Nenhuma das reportagens confirma que o FBI tenha ordenado os ataques, no entanto, afirmam que Sabu, que na verdade é Hector Xavier Monsegur, trabalhou como informante durante este período.

Sabu trabalhava junto com o também hacker Jeremy Hammond. Juntos, eles alvejavam bases de dados para obter dados privados, como nomes de usuário e senhas, além da atividade financeira de cidadãos não americanos, incluindo agentes do governo de outros países.

A juíza Loretta Preska, que cuida do caso no qual Hammond confirmou ter trabalhado para o FBI, ordenou que os nomes dos Estados alvos não fossem revelados.

As informações obtidas pelos hackers eram então enviadas para servidores do FBI. Segundo as conversas publicadas pelo Daily Dot, em que Hammond tem o pseudônimo de “yohoho” e Monsegur de “leondavidson”, feitas pelo bate-papo do software IRC, eles planejam e citam ataques a diversos sites governamentais brasileiros.

Na conversa, Monsegur cita o “time brasileiro”, que seriam os hackers locais que faziam parte da AntiSec, grupo dissidente do LulzSec e ao qual ambos faziam parte na época.
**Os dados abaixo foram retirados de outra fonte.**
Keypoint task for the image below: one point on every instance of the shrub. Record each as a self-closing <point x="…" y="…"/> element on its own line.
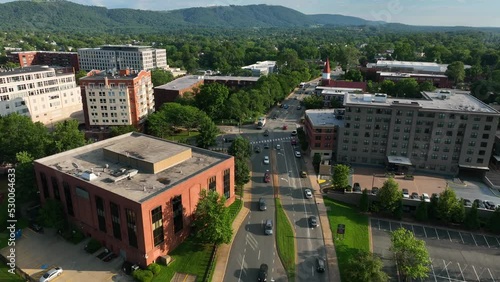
<point x="155" y="268"/>
<point x="143" y="275"/>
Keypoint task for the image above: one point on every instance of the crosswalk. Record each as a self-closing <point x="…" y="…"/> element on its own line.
<point x="271" y="140"/>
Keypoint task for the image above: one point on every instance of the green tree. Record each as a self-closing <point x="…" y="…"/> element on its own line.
<point x="212" y="221"/>
<point x="313" y="102"/>
<point x="26" y="189"/>
<point x="161" y="76"/>
<point x="447" y="205"/>
<point x="364" y="203"/>
<point x="471" y="221"/>
<point x="422" y="212"/>
<point x="411" y="255"/>
<point x="119" y="130"/>
<point x="52" y="214"/>
<point x="389" y="195"/>
<point x="67" y="136"/>
<point x="340" y="177"/>
<point x="363" y="266"/>
<point x="208" y="133"/>
<point x="456" y="71"/>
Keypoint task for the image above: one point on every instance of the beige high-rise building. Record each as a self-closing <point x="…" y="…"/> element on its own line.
<point x="42" y="93"/>
<point x="444" y="132"/>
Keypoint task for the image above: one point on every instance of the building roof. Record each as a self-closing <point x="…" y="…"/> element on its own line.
<point x="325" y="117"/>
<point x="440" y="100"/>
<point x="120" y="164"/>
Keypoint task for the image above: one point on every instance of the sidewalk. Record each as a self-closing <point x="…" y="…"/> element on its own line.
<point x="333" y="267"/>
<point x="224" y="250"/>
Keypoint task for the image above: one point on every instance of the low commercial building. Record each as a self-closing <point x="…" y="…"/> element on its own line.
<point x="321" y="128"/>
<point x="45" y="94"/>
<point x="134" y="193"/>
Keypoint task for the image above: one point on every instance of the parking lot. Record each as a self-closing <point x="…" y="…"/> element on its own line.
<point x="455" y="255"/>
<point x="36" y="253"/>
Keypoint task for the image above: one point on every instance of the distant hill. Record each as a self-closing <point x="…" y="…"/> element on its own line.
<point x="61" y="15"/>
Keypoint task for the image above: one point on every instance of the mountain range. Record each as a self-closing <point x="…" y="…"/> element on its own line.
<point x="61" y="15"/>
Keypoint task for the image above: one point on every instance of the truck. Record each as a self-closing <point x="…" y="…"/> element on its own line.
<point x="261" y="122"/>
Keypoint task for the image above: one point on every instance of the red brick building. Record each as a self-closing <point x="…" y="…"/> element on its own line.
<point x="61" y="59"/>
<point x="134" y="193"/>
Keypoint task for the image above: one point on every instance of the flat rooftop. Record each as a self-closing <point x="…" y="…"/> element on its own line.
<point x="447" y="100"/>
<point x="325" y="117"/>
<point x="91" y="164"/>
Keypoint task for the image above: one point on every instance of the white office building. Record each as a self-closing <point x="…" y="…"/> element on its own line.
<point x="120" y="57"/>
<point x="40" y="92"/>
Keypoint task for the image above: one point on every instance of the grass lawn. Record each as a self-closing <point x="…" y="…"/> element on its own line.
<point x="188" y="257"/>
<point x="7" y="276"/>
<point x="285" y="241"/>
<point x="356" y="231"/>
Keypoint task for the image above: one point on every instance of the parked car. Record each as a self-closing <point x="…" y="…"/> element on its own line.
<point x="426" y="198"/>
<point x="313" y="221"/>
<point x="406" y="194"/>
<point x="266" y="160"/>
<point x="308" y="193"/>
<point x="467" y="202"/>
<point x="267" y="177"/>
<point x="262" y="204"/>
<point x="320" y="264"/>
<point x="51" y="274"/>
<point x="262" y="277"/>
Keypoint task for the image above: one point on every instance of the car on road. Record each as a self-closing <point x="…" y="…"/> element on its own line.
<point x="320" y="264"/>
<point x="36" y="227"/>
<point x="267" y="177"/>
<point x="268" y="227"/>
<point x="406" y="194"/>
<point x="266" y="160"/>
<point x="479" y="204"/>
<point x="489" y="205"/>
<point x="262" y="277"/>
<point x="51" y="274"/>
<point x="262" y="204"/>
<point x="313" y="221"/>
<point x="426" y="198"/>
<point x="308" y="193"/>
<point x="467" y="202"/>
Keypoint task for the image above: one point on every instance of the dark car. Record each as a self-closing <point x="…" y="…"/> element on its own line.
<point x="262" y="204"/>
<point x="36" y="227"/>
<point x="320" y="264"/>
<point x="267" y="177"/>
<point x="313" y="221"/>
<point x="262" y="273"/>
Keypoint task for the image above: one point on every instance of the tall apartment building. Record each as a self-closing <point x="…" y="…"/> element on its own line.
<point x="110" y="100"/>
<point x="444" y="132"/>
<point x="42" y="93"/>
<point x="120" y="57"/>
<point x="60" y="59"/>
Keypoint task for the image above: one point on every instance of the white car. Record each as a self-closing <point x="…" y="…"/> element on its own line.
<point x="308" y="194"/>
<point x="426" y="198"/>
<point x="266" y="160"/>
<point x="51" y="274"/>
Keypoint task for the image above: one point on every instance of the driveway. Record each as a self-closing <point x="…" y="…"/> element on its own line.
<point x="36" y="253"/>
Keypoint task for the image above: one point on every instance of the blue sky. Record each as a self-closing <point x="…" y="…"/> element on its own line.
<point x="483" y="13"/>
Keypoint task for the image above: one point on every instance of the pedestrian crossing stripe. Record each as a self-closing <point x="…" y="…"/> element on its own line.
<point x="271" y="140"/>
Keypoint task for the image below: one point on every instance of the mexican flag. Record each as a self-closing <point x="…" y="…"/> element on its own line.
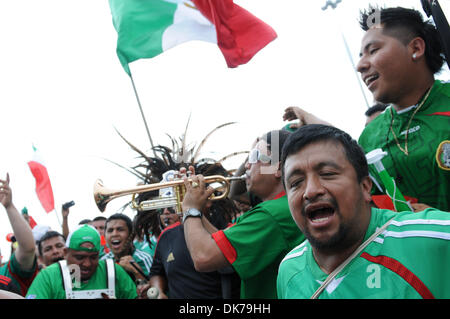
<point x="43" y="186"/>
<point x="147" y="28"/>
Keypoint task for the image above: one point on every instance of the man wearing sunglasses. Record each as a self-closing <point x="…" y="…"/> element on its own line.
<point x="256" y="244"/>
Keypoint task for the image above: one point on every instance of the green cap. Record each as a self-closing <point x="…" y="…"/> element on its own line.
<point x="84" y="234"/>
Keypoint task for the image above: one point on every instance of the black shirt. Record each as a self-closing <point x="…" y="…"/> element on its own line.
<point x="173" y="261"/>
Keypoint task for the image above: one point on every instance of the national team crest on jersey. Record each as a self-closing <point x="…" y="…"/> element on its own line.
<point x="443" y="155"/>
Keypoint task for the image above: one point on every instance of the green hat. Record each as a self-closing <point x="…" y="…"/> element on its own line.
<point x="84" y="233"/>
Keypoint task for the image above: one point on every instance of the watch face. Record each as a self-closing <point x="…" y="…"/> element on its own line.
<point x="192" y="212"/>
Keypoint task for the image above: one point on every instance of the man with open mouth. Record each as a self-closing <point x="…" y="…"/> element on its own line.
<point x="400" y="56"/>
<point x="354" y="250"/>
<point x="119" y="236"/>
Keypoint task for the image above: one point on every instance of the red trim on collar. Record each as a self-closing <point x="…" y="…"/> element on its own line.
<point x="281" y="194"/>
<point x="440" y="113"/>
<point x="225" y="246"/>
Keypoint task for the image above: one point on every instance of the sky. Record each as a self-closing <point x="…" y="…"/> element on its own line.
<point x="63" y="90"/>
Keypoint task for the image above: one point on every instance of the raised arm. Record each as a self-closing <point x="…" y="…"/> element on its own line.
<point x="26" y="250"/>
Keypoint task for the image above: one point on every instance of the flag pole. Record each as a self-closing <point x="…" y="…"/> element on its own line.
<point x="142" y="114"/>
<point x="57" y="217"/>
<point x="333" y="5"/>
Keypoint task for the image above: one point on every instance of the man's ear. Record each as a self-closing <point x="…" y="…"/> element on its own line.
<point x="278" y="171"/>
<point x="417" y="48"/>
<point x="366" y="186"/>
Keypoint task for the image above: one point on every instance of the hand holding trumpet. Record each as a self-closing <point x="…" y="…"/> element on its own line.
<point x="197" y="193"/>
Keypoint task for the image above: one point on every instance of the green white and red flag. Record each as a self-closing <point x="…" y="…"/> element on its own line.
<point x="147" y="28"/>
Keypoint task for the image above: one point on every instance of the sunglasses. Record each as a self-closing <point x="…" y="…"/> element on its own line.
<point x="170" y="209"/>
<point x="256" y="156"/>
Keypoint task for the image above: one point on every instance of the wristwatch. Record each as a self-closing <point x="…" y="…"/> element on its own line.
<point x="192" y="212"/>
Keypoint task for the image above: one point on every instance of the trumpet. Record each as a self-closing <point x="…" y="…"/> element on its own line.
<point x="103" y="195"/>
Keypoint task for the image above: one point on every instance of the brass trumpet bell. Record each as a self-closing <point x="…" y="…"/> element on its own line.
<point x="103" y="195"/>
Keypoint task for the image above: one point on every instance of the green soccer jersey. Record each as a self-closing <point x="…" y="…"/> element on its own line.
<point x="257" y="243"/>
<point x="48" y="284"/>
<point x="424" y="173"/>
<point x="142" y="258"/>
<point x="20" y="277"/>
<point x="410" y="259"/>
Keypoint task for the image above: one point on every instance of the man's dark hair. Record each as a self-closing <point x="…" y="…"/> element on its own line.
<point x="123" y="217"/>
<point x="377" y="107"/>
<point x="406" y="24"/>
<point x="282" y="136"/>
<point x="48" y="235"/>
<point x="84" y="221"/>
<point x="312" y="133"/>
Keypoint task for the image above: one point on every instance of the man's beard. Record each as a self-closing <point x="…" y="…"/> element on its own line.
<point x="56" y="259"/>
<point x="342" y="239"/>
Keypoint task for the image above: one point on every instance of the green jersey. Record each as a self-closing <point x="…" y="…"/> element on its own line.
<point x="410" y="259"/>
<point x="142" y="258"/>
<point x="48" y="284"/>
<point x="424" y="173"/>
<point x="21" y="278"/>
<point x="257" y="243"/>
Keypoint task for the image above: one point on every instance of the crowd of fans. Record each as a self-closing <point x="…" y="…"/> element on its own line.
<point x="303" y="224"/>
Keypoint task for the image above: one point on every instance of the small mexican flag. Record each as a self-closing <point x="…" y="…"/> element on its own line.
<point x="43" y="186"/>
<point x="146" y="28"/>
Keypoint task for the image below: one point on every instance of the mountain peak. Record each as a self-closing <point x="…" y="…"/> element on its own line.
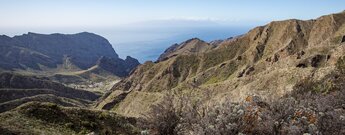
<point x="191" y="46"/>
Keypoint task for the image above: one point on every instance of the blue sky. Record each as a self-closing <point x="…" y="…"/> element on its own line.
<point x="145" y="28"/>
<point x="111" y="13"/>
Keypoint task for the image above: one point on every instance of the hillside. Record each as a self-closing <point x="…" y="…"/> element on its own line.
<point x="268" y="61"/>
<point x="16" y="90"/>
<point x="47" y="118"/>
<point x="64" y="57"/>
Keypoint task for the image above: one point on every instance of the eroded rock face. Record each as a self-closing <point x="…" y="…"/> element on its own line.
<point x="280" y="54"/>
<point x="191" y="46"/>
<point x="67" y="52"/>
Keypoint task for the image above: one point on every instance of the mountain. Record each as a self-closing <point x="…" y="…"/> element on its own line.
<point x="16" y="89"/>
<point x="73" y="59"/>
<point x="269" y="61"/>
<point x="47" y="118"/>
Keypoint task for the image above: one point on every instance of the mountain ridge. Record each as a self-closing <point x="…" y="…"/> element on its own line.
<point x="267" y="61"/>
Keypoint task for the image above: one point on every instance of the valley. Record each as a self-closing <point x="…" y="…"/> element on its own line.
<point x="286" y="77"/>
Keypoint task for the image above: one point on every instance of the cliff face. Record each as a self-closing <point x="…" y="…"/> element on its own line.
<point x="60" y="53"/>
<point x="268" y="61"/>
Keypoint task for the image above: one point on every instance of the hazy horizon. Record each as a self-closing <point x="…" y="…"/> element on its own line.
<point x="139" y="28"/>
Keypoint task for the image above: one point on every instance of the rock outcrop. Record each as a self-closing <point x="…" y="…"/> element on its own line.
<point x="268" y="61"/>
<point x="73" y="52"/>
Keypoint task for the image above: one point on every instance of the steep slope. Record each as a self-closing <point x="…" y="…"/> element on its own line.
<point x="47" y="118"/>
<point x="191" y="46"/>
<point x="19" y="89"/>
<point x="61" y="54"/>
<point x="268" y="61"/>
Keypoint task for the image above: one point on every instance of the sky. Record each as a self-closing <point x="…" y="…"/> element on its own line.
<point x="133" y="22"/>
<point x="110" y="13"/>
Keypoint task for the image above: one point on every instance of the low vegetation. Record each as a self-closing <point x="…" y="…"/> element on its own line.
<point x="48" y="118"/>
<point x="313" y="107"/>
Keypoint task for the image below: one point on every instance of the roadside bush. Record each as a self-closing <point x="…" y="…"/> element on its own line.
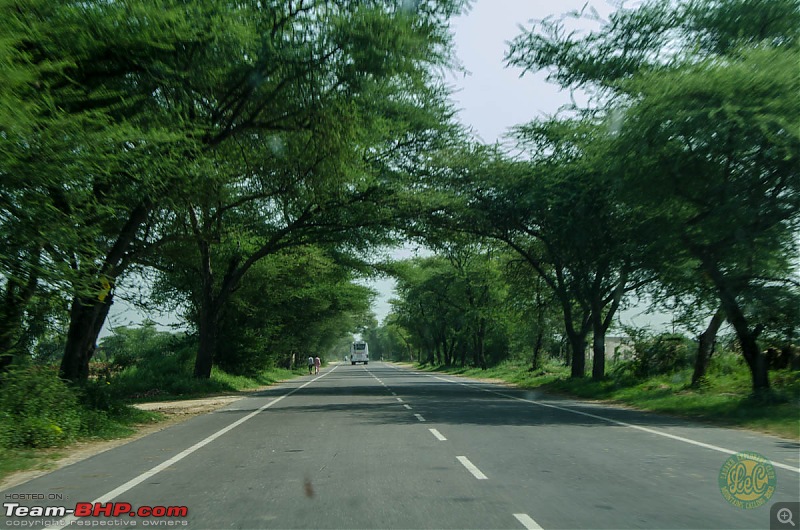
<point x="662" y="354"/>
<point x="37" y="409"/>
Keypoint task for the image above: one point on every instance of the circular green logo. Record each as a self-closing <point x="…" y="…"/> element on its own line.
<point x="747" y="480"/>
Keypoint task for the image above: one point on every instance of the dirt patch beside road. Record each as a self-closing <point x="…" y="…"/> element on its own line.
<point x="174" y="412"/>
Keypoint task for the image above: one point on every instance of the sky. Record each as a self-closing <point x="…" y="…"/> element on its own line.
<point x="489" y="97"/>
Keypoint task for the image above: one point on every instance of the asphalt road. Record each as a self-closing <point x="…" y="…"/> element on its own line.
<point x="379" y="446"/>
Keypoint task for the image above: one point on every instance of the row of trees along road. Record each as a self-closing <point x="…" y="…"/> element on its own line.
<point x="682" y="177"/>
<point x="209" y="146"/>
<point x="188" y="141"/>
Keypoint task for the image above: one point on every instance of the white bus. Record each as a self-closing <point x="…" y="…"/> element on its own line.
<point x="359" y="352"/>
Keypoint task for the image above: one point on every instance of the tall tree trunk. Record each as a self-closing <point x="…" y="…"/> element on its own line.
<point x="480" y="344"/>
<point x="537" y="350"/>
<point x="705" y="346"/>
<point x="577" y="343"/>
<point x="207" y="331"/>
<point x="87" y="316"/>
<point x="598" y="343"/>
<point x="12" y="313"/>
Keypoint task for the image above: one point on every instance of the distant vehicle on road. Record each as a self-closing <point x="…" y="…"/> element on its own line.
<point x="359" y="352"/>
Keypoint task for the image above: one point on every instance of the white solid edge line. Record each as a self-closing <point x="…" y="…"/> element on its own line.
<point x="438" y="435"/>
<point x="61" y="523"/>
<point x="471" y="468"/>
<point x="621" y="423"/>
<point x="527" y="521"/>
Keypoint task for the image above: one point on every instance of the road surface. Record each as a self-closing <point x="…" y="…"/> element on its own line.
<point x="380" y="446"/>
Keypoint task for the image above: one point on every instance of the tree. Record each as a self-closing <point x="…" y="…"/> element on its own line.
<point x="705" y="123"/>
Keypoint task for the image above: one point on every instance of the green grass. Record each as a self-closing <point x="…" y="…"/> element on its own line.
<point x="12" y="460"/>
<point x="140" y="385"/>
<point x="725" y="399"/>
<point x="106" y="413"/>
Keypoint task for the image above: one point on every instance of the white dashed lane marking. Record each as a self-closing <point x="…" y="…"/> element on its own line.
<point x="471" y="468"/>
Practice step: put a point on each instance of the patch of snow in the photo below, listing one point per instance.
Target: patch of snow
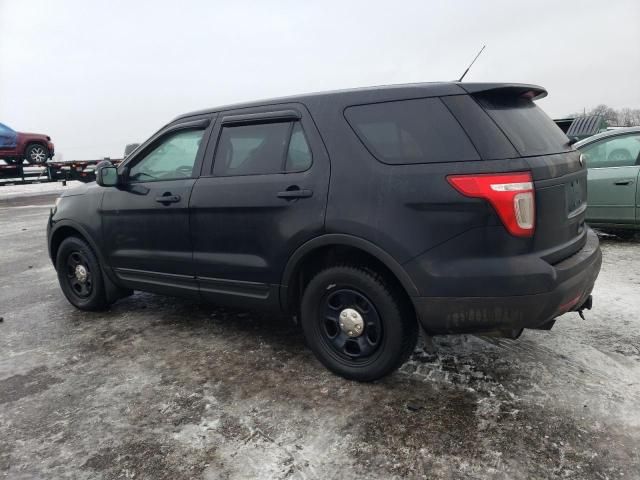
(33, 189)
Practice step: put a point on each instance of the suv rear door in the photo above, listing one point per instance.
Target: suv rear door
(261, 194)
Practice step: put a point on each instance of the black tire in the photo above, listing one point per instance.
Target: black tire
(390, 329)
(90, 294)
(37, 153)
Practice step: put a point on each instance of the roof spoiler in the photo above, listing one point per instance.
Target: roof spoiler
(534, 92)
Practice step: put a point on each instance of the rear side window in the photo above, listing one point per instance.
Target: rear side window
(262, 148)
(411, 131)
(528, 128)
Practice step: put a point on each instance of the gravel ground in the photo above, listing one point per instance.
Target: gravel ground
(163, 388)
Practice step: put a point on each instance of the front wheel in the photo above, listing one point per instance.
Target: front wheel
(356, 324)
(80, 275)
(37, 153)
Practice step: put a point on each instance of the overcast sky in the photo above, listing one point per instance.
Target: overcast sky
(96, 75)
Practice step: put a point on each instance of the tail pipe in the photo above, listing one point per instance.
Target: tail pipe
(586, 305)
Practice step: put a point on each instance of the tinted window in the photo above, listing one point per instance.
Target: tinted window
(528, 128)
(299, 154)
(5, 130)
(173, 158)
(622, 151)
(411, 131)
(483, 132)
(263, 148)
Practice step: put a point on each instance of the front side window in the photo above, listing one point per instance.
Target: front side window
(7, 137)
(5, 130)
(622, 151)
(172, 159)
(262, 148)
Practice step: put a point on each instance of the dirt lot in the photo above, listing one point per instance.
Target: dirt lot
(164, 388)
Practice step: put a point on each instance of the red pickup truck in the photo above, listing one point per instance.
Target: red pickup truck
(18, 146)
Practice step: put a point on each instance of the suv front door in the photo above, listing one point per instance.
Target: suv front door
(145, 221)
(613, 164)
(263, 196)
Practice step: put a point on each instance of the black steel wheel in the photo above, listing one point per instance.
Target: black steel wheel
(37, 153)
(356, 323)
(79, 275)
(351, 326)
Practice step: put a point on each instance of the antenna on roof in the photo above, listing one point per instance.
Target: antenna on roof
(470, 65)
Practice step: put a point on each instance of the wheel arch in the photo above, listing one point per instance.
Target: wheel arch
(66, 228)
(319, 246)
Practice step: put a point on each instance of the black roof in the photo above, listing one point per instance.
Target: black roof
(383, 92)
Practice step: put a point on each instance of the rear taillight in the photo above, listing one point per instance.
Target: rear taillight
(510, 194)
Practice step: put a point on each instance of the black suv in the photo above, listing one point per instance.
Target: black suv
(363, 213)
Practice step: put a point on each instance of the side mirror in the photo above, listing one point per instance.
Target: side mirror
(107, 176)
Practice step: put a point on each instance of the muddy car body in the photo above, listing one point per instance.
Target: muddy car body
(363, 213)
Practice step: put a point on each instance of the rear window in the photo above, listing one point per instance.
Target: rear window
(411, 131)
(528, 128)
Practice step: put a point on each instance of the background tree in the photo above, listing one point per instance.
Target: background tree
(609, 114)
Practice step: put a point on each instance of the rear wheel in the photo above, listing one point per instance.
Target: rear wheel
(356, 324)
(37, 153)
(80, 275)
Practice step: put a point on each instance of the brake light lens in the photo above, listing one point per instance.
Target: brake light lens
(510, 194)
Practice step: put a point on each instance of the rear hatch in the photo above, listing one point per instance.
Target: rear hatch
(503, 122)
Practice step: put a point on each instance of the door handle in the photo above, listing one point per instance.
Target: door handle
(626, 181)
(295, 192)
(167, 198)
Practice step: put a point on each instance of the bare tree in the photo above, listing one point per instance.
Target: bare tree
(609, 114)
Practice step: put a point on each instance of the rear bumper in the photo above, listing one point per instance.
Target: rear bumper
(571, 283)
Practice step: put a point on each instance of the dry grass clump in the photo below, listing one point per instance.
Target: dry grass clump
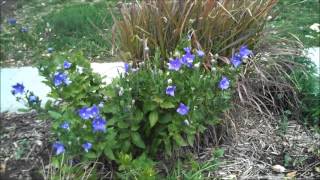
(216, 26)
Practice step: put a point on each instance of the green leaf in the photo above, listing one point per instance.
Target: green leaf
(157, 99)
(109, 153)
(55, 115)
(90, 155)
(153, 118)
(167, 105)
(137, 140)
(180, 141)
(23, 110)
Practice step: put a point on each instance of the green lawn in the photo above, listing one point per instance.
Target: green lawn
(295, 18)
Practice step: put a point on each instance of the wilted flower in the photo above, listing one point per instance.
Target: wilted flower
(12, 21)
(65, 125)
(66, 64)
(174, 64)
(87, 113)
(188, 59)
(187, 49)
(99, 124)
(126, 67)
(236, 60)
(200, 53)
(58, 147)
(87, 146)
(224, 83)
(183, 109)
(17, 89)
(121, 91)
(170, 90)
(244, 52)
(50, 50)
(33, 98)
(24, 29)
(61, 78)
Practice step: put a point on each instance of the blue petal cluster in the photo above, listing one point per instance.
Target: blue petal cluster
(17, 89)
(67, 64)
(61, 78)
(237, 58)
(65, 125)
(58, 147)
(183, 109)
(174, 64)
(12, 21)
(99, 124)
(86, 146)
(170, 90)
(88, 112)
(224, 83)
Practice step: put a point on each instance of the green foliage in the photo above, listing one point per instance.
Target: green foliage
(306, 81)
(142, 120)
(215, 26)
(139, 168)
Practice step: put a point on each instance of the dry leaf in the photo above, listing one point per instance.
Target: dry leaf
(278, 168)
(292, 174)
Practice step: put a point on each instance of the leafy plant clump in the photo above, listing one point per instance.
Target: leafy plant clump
(155, 108)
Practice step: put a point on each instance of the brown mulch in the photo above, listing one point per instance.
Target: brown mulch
(24, 146)
(256, 147)
(259, 144)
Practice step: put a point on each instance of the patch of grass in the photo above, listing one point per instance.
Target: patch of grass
(81, 26)
(296, 17)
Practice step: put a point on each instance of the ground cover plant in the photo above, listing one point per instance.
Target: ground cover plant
(192, 71)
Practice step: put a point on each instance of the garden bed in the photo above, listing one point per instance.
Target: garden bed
(257, 146)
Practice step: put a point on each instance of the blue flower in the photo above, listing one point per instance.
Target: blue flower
(99, 124)
(87, 113)
(188, 59)
(12, 21)
(224, 83)
(17, 89)
(24, 29)
(94, 111)
(187, 49)
(200, 53)
(58, 147)
(61, 78)
(66, 64)
(244, 51)
(236, 60)
(65, 125)
(183, 109)
(126, 67)
(174, 64)
(170, 90)
(87, 146)
(50, 50)
(33, 98)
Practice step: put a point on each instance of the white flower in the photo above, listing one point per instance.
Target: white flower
(315, 27)
(197, 65)
(121, 91)
(186, 122)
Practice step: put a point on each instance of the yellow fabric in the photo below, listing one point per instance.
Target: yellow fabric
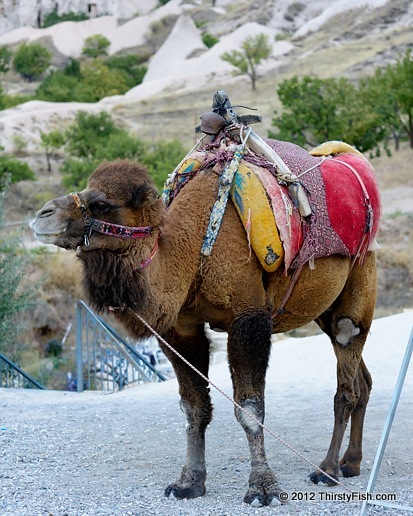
(252, 204)
(334, 147)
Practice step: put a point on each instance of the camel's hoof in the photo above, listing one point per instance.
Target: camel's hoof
(350, 470)
(318, 478)
(178, 491)
(258, 498)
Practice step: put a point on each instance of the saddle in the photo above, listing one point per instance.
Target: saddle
(341, 189)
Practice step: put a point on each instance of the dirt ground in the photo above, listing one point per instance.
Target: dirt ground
(95, 454)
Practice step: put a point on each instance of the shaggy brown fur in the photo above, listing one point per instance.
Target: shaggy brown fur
(178, 293)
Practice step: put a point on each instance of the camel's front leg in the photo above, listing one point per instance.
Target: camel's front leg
(196, 404)
(249, 342)
(353, 388)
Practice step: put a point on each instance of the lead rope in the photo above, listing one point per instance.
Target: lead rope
(278, 438)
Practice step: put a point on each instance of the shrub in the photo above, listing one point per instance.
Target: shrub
(15, 169)
(96, 46)
(14, 298)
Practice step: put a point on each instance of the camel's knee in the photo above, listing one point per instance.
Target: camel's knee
(250, 339)
(346, 400)
(251, 415)
(198, 416)
(345, 331)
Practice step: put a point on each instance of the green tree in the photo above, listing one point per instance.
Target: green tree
(391, 91)
(15, 299)
(14, 169)
(31, 60)
(92, 138)
(88, 133)
(51, 141)
(161, 159)
(96, 46)
(254, 50)
(5, 59)
(318, 110)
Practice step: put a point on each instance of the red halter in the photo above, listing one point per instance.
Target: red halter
(115, 230)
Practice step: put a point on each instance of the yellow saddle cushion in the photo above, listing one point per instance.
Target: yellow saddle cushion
(254, 209)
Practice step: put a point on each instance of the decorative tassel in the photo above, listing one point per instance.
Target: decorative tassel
(248, 231)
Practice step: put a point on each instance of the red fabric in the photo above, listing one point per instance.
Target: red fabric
(346, 200)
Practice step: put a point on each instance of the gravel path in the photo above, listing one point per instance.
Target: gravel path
(98, 454)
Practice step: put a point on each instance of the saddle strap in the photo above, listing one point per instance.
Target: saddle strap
(294, 278)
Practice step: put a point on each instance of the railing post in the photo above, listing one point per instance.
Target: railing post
(79, 348)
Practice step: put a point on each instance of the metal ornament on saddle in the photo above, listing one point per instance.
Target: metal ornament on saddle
(295, 206)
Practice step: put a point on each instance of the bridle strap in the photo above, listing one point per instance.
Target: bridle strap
(108, 228)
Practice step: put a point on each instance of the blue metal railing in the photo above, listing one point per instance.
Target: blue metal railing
(12, 376)
(105, 361)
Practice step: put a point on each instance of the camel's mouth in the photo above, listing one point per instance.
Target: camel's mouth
(46, 235)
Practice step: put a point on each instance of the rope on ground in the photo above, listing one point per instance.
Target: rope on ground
(278, 438)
Durante as conversas eles comemoram o sucesso dos ataques a sites do governo e privados brasileiros, totalizando 287 ataques, incluindo o de algumas pequenas prefeituras como Alexandria (RN), Canhotinho (PE), Couto de Magalhães de Minas (MG), Iati (PE), Indianópolis (MG), Japeri (RJ), Manari (PE) e São João d’Aliança (GO).

Entre os sites que foram alvos dos ataques, todos tinham em comum uma vulnerabilidade por usar o software de hospedagem na web Plesk, da Parallels. Após os ataques iniciais de Monsegur e Hammond, o hacker brasileiro “Hivitja” ficou responsável por dar continuidade às invasões. Entre elas, a do site edglobo.com.br, da Editora Globo, comemorado por Monsegur por ser “grande”.

Outros países que também foram alvo dos ataques do grupo estão: África do Sul, Arábia Saudita, Argentina, Albânia, Austrália, Bélgica, Bósnia, Eslovênia, Filipinas, Grécia, Holanda, Índia, Irã, Iraque, Kuwait, Laos, Líbano, Líbia, Malásia, Maldivas, Nigéria, Papua-Nova Guiné, Paraguai, Porto Rico, Reino Unido, Sudão, Trinidad e Tobago, Turquia e Yemen.

O hacker Sabu é conhecido por ser um dos fundadores do grupo LulzSec, que realizou ataques a sites como Nasa, News Corp, Stratfor e outros. Ele permaneceu sete meses preso e recebeu liberdade condicional no meio deste ano.